Minneapolis – Attorneys for four former Minneapolis cops charged in George Floyd’s death say each should be tried separately as each officer tries to minimize his own role in the black man’s murder by accusing the others.
Prosecutors say the four should be tried together due to the similarity of the nature of the charges and the evidence, as “it is impossible to assess the conduct of each defendant in a vacuum.”
The ex-agents were due to appear Friday at a hearing to resolve various issues, including the prosecutor’s request to try them all together. Defense requests to move the trial out of Minneapolis, isolate jurors and preserve their anonymity will also be argued.RELATED
Floyd, who was handcuffed, was killed on May 25 as white police officer Derek Chauvin pressed his neck to the ground using one knee. He is charged with murder in the second degree, murder in the third degree and manslaughter. Thomas Lane, J. Kueng and Tou Thao are charged with complicity in second degree murder and unintentional murder.
The defense’s requests to dismiss the charges will not be the subject of Friday’s hearing. The trial is scheduled for March.
It will be the first time that Chauvin will appear in person. He is in prison and has attended previous hearings via video conference.
Prosecutors say there should be only one trial because the evidence – which includes witness statements, body camera videos and the police department’s rules on the use of force – is similar in each case. They add that the agents acted in concert.
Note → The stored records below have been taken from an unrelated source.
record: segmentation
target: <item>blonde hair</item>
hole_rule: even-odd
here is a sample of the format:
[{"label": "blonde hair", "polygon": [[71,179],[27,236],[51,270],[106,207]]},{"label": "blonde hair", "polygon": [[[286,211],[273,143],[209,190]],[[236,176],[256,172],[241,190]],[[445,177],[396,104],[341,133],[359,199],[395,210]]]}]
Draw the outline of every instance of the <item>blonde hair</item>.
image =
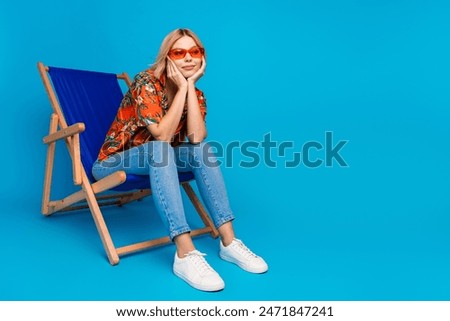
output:
[{"label": "blonde hair", "polygon": [[153,70],[153,74],[157,78],[161,77],[162,75],[166,76],[167,55],[169,54],[169,51],[172,48],[173,44],[177,42],[178,39],[184,36],[191,37],[198,47],[204,48],[202,42],[200,41],[200,38],[191,30],[181,28],[173,30],[164,38],[161,47],[159,48],[159,53],[156,57],[155,63],[150,67],[150,69]]}]

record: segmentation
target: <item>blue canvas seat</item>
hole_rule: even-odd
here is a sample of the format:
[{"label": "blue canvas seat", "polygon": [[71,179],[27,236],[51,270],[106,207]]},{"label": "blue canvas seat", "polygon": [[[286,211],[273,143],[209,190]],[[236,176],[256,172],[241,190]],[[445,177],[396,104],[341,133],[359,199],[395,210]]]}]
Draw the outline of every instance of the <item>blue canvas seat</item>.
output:
[{"label": "blue canvas seat", "polygon": [[[59,211],[89,208],[111,264],[117,264],[120,255],[169,243],[168,237],[162,237],[116,248],[100,210],[105,205],[123,205],[151,195],[148,176],[118,171],[96,181],[91,173],[123,98],[119,80],[130,86],[128,75],[47,67],[42,63],[38,63],[38,69],[53,109],[50,132],[44,137],[48,151],[42,213],[50,215]],[[72,159],[73,181],[75,185],[81,185],[81,190],[62,200],[51,201],[52,168],[55,142],[58,140],[66,141]],[[217,237],[217,230],[190,186],[193,174],[179,172],[178,175],[181,186],[205,223],[204,228],[193,230],[191,234],[209,233]]]}]

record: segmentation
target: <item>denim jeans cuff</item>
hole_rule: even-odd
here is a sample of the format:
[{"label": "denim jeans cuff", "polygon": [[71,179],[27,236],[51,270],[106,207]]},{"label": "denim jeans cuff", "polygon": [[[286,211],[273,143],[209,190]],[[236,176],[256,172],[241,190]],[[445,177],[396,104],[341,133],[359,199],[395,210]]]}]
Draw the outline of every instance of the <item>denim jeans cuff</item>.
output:
[{"label": "denim jeans cuff", "polygon": [[170,232],[170,239],[172,240],[172,242],[173,242],[173,239],[176,237],[176,236],[178,236],[178,235],[180,235],[180,234],[184,234],[184,233],[189,233],[191,231],[191,229],[189,228],[189,227],[184,227],[184,228],[181,228],[181,229],[178,229],[178,230],[175,230],[175,231],[172,231],[172,232]]},{"label": "denim jeans cuff", "polygon": [[220,221],[215,222],[215,226],[216,228],[221,227],[222,225],[224,225],[225,223],[231,222],[232,220],[234,220],[234,215],[233,214],[229,214],[227,216],[224,216],[220,219]]}]

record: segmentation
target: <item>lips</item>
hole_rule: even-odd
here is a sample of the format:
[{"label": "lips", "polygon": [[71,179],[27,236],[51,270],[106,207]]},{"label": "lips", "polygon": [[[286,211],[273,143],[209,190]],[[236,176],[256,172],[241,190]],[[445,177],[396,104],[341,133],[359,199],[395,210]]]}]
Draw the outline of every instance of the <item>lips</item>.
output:
[{"label": "lips", "polygon": [[184,67],[181,67],[181,68],[184,69],[184,70],[192,70],[192,69],[195,68],[195,65],[194,66],[184,66]]}]

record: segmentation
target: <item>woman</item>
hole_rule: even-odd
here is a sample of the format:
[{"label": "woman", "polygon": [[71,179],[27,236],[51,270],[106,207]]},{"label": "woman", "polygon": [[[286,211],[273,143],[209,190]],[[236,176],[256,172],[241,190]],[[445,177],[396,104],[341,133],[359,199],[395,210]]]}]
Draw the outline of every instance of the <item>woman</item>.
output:
[{"label": "woman", "polygon": [[[192,171],[201,197],[218,229],[219,255],[252,273],[264,273],[264,260],[235,238],[218,166],[211,166],[203,92],[195,83],[205,72],[205,51],[188,29],[163,40],[156,62],[140,72],[125,94],[92,173],[101,179],[114,171],[149,175],[155,206],[176,245],[174,273],[196,289],[218,291],[225,284],[196,250],[186,222],[177,171]],[[186,142],[187,139],[187,142]],[[207,166],[208,165],[208,166]]]}]

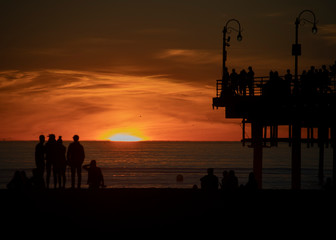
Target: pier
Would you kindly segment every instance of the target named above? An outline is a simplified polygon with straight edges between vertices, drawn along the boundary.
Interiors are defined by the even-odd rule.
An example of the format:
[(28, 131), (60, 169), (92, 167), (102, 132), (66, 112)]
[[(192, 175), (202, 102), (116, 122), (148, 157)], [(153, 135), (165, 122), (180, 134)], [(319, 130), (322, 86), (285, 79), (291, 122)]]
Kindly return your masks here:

“Here, the four defendants worked together to assassinate Floyd: Chauvin, Kueng and Lane held Floyd upside down while Thao prevented the crowd from intervening to allow the other defendants to hold their positions. The defendants discussed and analyzed their actions throughout the incident, ”says a prosecution document presented to the court.
Prosecutors add that multiple trials would be traumatic for Floyd’s witnesses and relatives and that the single trial would be more efficient and in the best interests of justice.
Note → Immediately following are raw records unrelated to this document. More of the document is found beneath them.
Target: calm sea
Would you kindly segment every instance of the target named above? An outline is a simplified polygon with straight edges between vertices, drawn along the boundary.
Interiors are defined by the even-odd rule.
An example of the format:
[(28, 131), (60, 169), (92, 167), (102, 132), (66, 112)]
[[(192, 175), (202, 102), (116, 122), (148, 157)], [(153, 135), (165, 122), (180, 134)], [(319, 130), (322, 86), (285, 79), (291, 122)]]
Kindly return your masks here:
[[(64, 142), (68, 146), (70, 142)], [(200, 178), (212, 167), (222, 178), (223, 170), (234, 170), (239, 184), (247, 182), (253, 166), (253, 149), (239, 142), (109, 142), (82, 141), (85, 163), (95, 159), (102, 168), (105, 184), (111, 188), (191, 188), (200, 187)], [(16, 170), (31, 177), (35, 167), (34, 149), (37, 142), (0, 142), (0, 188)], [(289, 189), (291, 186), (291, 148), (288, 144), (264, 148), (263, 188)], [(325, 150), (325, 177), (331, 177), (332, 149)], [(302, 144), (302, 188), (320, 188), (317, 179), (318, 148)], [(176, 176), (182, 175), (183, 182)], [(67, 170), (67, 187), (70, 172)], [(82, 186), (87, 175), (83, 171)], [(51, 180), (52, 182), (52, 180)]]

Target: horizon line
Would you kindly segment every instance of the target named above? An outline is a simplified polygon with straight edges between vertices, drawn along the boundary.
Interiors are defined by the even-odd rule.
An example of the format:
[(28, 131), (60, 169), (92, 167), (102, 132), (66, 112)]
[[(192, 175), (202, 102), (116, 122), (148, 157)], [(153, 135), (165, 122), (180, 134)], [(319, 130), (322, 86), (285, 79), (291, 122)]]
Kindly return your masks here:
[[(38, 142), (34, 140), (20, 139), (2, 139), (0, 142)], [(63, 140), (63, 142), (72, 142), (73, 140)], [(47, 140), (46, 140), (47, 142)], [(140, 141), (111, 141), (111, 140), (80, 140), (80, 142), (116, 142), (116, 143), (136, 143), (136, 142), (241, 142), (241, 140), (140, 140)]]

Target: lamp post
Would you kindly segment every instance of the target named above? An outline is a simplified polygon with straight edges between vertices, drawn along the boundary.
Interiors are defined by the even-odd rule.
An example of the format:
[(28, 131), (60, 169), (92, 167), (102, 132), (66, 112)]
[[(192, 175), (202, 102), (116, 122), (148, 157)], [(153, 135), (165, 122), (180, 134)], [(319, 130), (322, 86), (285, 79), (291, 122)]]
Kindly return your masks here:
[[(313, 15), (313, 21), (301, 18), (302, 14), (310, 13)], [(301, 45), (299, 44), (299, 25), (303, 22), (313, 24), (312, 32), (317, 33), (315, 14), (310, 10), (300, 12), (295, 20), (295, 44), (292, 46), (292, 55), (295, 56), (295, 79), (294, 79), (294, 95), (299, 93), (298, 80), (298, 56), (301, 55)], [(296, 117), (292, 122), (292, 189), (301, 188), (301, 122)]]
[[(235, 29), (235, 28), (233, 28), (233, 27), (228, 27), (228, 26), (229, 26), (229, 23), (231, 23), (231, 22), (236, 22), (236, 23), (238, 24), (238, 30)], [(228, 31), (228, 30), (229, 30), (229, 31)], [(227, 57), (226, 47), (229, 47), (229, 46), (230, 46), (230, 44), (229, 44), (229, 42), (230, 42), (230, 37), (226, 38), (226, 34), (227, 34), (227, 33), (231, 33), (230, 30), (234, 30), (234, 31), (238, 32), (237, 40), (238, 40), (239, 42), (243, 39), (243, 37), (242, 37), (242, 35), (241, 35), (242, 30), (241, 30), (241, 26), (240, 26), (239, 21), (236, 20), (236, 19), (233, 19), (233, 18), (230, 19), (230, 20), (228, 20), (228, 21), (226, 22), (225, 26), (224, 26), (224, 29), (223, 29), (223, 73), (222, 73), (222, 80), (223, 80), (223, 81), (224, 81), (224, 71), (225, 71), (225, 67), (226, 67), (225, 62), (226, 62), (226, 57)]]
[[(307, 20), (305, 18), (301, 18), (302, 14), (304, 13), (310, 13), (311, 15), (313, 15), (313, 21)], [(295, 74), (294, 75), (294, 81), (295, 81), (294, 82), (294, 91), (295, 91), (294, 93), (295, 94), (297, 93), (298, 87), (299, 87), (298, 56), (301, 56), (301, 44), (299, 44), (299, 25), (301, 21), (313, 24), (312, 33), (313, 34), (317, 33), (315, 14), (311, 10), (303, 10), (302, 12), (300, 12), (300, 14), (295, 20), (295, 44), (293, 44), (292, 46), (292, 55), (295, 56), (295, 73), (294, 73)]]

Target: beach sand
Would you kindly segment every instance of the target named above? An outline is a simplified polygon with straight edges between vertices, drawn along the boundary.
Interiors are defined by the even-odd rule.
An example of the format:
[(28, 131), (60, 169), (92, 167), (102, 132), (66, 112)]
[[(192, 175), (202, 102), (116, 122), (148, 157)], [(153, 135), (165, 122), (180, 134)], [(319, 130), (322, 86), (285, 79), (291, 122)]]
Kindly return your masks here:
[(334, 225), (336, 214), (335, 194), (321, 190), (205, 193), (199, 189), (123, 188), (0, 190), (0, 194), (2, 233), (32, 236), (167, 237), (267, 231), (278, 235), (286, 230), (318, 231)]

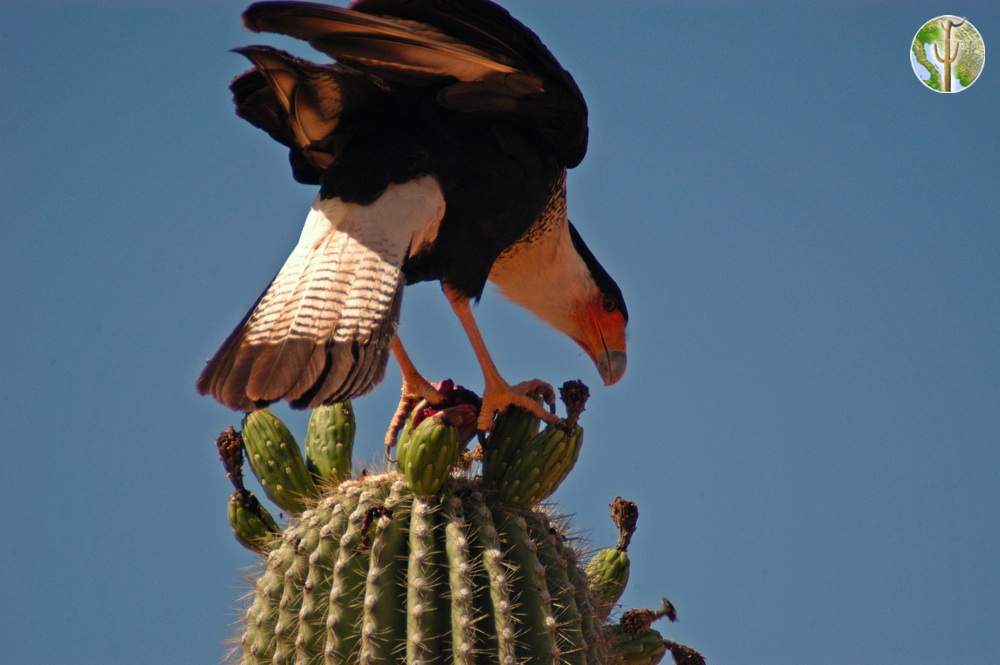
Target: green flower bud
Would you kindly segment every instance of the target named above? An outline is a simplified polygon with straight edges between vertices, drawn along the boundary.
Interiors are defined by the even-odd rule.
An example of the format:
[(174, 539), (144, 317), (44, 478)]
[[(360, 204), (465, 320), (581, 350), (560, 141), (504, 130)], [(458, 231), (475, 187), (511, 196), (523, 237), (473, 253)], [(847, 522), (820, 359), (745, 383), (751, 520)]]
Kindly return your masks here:
[(436, 494), (458, 463), (462, 430), (475, 418), (476, 410), (470, 405), (453, 406), (422, 419), (416, 410), (396, 453), (406, 486), (418, 495)]
[(278, 506), (298, 514), (318, 496), (295, 437), (276, 415), (267, 409), (248, 415), (243, 445), (254, 475)]
[(306, 468), (334, 486), (350, 478), (356, 428), (350, 402), (313, 409), (306, 429)]
[(621, 626), (607, 626), (604, 630), (613, 665), (656, 665), (667, 652), (663, 635), (652, 628), (639, 634), (632, 634)]
[(252, 492), (233, 492), (226, 515), (233, 535), (243, 547), (260, 554), (274, 548), (280, 534), (278, 525)]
Lawyers respond that they will likely present “conflicting” defenses and that evidence against one agent could negatively affect another’s right to a fair trial.
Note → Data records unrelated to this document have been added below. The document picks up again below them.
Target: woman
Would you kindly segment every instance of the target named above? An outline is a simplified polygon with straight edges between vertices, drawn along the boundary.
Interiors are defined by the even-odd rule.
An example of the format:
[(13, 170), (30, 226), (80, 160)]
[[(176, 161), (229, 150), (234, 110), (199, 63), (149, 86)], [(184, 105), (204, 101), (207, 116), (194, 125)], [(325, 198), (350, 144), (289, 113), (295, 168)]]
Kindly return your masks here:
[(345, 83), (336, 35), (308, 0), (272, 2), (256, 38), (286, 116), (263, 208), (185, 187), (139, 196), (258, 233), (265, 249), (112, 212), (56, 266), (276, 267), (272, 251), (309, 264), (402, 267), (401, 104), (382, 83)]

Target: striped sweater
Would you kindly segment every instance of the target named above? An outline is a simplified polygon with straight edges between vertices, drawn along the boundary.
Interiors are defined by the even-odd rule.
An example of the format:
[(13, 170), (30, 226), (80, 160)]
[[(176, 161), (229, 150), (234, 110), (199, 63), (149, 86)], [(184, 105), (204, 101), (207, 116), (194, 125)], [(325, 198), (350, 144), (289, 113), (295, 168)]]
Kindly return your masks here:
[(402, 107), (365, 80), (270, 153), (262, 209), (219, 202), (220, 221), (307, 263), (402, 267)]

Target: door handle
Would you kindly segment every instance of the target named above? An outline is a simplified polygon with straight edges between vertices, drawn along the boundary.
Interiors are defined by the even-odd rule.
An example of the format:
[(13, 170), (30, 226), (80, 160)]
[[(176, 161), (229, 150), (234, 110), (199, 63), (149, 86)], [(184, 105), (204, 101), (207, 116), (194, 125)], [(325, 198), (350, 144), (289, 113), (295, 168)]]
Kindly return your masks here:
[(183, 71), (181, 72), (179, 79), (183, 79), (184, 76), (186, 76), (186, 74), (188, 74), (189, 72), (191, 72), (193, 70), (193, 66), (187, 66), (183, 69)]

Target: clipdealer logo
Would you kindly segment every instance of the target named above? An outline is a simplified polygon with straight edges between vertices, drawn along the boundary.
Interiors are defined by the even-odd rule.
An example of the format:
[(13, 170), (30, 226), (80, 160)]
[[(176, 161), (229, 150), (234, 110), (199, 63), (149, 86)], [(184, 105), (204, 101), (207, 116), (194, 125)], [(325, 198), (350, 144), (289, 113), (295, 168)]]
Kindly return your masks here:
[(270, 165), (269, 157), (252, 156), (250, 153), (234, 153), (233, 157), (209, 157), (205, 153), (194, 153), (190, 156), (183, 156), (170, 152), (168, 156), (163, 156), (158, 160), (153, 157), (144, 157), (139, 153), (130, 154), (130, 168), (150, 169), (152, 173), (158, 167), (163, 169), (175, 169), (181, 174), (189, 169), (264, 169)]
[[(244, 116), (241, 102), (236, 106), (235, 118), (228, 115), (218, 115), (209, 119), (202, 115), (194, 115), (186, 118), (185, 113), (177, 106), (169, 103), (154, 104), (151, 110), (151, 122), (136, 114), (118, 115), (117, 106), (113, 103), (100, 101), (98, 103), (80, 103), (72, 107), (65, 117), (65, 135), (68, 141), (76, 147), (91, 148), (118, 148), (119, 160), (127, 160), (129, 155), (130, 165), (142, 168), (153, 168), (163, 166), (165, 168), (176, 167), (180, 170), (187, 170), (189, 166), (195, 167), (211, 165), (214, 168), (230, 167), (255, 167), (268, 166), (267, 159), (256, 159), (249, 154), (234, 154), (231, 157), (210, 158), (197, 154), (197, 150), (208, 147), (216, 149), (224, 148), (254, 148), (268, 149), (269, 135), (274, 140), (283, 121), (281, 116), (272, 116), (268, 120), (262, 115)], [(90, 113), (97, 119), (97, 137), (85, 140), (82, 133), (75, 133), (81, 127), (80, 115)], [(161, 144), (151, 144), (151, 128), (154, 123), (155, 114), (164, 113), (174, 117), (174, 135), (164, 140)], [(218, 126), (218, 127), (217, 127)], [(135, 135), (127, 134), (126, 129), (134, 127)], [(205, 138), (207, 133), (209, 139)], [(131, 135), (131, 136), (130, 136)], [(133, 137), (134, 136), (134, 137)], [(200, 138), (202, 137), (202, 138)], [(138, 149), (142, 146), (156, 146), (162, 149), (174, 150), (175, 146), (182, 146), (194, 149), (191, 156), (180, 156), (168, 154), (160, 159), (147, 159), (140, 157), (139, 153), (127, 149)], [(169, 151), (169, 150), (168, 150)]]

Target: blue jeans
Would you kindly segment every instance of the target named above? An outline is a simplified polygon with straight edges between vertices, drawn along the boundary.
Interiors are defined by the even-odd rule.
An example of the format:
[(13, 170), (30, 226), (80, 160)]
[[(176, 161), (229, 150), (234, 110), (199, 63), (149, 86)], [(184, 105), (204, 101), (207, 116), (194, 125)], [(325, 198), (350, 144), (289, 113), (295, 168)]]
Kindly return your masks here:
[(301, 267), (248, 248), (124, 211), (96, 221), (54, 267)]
Mutual accusations already abound in the briefs presented by the defenders. Lawyers for Lane and Kueng maintain that their defendants are rookies who followed Chauvin’s orders. Thap’s attorney, Bob Paule, says his client’s role was “totally different” from the others because he controlled the crowd and protected the scene while the other three held Floyd.
Chauvin’s attorney, Eric Nelson, also points a finger at the others, noting that Lane and Kueng were the first to arrive and make contact with Floyd.
The lawyers of the four have requested the transfer of the process, because the publicity before the trial prevents them from giving them a fair trial.